The term was coined around 2007 at The Rockefeller Foundation to refer to investments that do well and do good, generating both financial return and positive social and/or environmental impact. The appeal is understandable when you look at statistics such as a recent survey by the Global Impact Investing Network and JPMorgan which found that 55% of impact investments have competitive, market rate returns, and that portfolio performance for these investments overwhelmingly met or exceeded investor expectations for both financial and social or environmental impact goals.

At the start of 2016, the Washington-based US Forum for Sustainable and Responsible Investing reported that this category totaled $8.72 trillion, accounting for about one fifth of all managed interests. But who is driving this growth?

Last year, the U.S Trust Insights on Wealth and Worth Survey found that over 85% of high net worth or ultra high net worth millennial respondents were interested in or have already engaged in social impact investing. As U.S. Trust investment strategist Jackie VanderBrug explains, “Philanthropic dollars are just not enough to solve social challenges. Young investors have greater confidence in the private sector to resolve them.
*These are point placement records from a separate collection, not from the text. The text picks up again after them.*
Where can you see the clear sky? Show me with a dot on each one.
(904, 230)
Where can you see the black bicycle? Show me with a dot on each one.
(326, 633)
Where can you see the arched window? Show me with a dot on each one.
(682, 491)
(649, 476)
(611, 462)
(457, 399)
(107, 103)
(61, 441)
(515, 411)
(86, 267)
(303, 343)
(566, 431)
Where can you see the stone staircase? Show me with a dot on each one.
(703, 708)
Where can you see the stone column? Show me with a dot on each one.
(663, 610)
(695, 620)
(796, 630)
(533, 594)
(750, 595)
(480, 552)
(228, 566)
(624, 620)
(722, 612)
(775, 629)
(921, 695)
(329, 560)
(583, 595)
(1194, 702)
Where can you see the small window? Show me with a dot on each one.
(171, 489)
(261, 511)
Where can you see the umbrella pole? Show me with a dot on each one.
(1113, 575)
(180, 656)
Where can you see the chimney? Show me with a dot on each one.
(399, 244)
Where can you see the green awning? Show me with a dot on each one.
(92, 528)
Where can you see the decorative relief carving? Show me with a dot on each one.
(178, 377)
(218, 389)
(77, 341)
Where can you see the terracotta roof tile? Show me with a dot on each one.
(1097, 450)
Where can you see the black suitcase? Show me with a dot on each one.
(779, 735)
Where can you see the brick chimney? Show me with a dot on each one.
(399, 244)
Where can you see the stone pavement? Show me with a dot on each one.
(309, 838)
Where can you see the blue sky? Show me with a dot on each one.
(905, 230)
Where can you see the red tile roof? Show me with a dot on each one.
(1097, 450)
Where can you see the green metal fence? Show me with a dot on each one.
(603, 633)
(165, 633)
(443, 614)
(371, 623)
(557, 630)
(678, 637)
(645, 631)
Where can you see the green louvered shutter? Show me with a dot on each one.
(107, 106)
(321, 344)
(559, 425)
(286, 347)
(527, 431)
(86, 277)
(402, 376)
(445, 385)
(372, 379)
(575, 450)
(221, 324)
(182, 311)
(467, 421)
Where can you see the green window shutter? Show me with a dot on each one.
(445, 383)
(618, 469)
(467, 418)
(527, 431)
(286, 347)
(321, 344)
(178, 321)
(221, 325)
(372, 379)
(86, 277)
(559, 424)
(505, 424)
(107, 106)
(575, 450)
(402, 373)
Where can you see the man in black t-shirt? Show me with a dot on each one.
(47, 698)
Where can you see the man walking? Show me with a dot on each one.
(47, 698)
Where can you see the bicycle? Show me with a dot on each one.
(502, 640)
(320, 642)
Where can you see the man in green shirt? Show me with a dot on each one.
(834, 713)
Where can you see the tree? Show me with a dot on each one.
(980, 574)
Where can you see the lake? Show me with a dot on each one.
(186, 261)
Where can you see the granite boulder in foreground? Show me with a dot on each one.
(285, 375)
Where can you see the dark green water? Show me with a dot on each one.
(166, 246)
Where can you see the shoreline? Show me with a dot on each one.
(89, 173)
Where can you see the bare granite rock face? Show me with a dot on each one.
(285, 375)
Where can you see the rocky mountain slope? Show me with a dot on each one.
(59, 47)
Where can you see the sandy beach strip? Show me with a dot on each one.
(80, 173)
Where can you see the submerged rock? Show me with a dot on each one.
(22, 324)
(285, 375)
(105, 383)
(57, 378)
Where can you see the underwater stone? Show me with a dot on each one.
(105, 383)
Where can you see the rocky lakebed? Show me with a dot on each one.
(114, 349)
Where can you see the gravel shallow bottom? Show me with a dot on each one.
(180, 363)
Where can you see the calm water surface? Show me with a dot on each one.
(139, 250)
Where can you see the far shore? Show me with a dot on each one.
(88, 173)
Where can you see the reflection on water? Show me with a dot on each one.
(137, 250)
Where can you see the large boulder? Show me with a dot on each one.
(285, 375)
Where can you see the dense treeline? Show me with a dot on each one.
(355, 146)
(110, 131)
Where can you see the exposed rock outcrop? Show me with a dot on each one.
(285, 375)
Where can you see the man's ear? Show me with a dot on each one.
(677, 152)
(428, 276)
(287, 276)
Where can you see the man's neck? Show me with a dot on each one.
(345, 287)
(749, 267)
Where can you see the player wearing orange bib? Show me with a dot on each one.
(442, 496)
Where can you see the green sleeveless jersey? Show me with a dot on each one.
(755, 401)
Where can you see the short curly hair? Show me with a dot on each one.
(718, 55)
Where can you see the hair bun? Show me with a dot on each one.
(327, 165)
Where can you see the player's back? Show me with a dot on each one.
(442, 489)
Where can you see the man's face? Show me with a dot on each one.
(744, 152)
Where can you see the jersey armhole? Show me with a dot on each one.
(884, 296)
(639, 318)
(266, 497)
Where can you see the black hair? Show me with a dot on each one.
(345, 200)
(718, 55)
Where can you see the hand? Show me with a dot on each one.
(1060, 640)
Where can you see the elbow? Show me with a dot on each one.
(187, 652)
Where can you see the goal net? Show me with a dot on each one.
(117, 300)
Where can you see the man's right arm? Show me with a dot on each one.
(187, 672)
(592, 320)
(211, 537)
It is a combination of an acute sense of the needs of the world and the unprecedented belief of what capitalism can do.”

Another recent study corroborates these findings. Published by OppenheimerFunds and Campden Research,  Proving Worth – The Values of Affluent Millennials in North America, discovered that 64% of millennial respondents were interested or very interested in impact investing. “Millennials want to do good,” says Ned Dane, Head of the Private Client Group at OppenheimerFunds. “They are using their family wealth to solve world issues.”

The amount of this wealth is staggering – as the Harvard Business Review reports, this generation is “poised to share in the largest intergenerational wealth transfer in human history” – an estimated $41 trillion in the United States alone by 2052.

On the opposite end of the generational spectrum is the other major driver of the growth of impact investing: pension funds. The California Public Employees’ Pension Fund (CalPERS), for example, with over $300 billion in assets, has been pursuing Environmental, Social, and Governance (ESG) priorities across all its investments to ensure it meets the retirement needs of its 1.8 million members. Last summer, it adopted a six-point ESG 5-Year Strategic Plan to define the future of these investments, and other large state pension funds in the U.S. and around the world are pursuing similar initiatives.

At the end of 2014, $2.7 billion of the $8.31 trillion (or 32.5 %) held in private retirement plans was invested in funds marketed as being “socially responsible”, according to the U.S. SIF Foundation, the Forum for Sustainable and Responsible Investment. This is set to change, however. In 2015, the U.S. Department of Labor clarified its policies to make it easier for private-sector employers to include socially responsible investment funds in their pension plans. They are also being increasingly pursued as a less risky long-term investment option, a very valuable feature for those planning for retirement. As a recent Harvard Business School study found, the share price of companies implementing sustainability programs performed nearly 50% higher than a comparison group over 18 years.

As investors increasingly ask for impact-based opportunities, major banks are responding by offering dedicated products. As The Economist reports, over the past two years BlackRock launched its “Impact” division, Goldman Sachs acquired Imprint Capital (an impact-investment firm), and both Bain Capital and TPG have introduced impact funds. Impact investing is moving from a fringe practice to the new normal for millennials and pensioners, and knowing how to navigate this landscape to identify opportunities that are meaningful and lucrative will bring advisors growth in both customers and returns.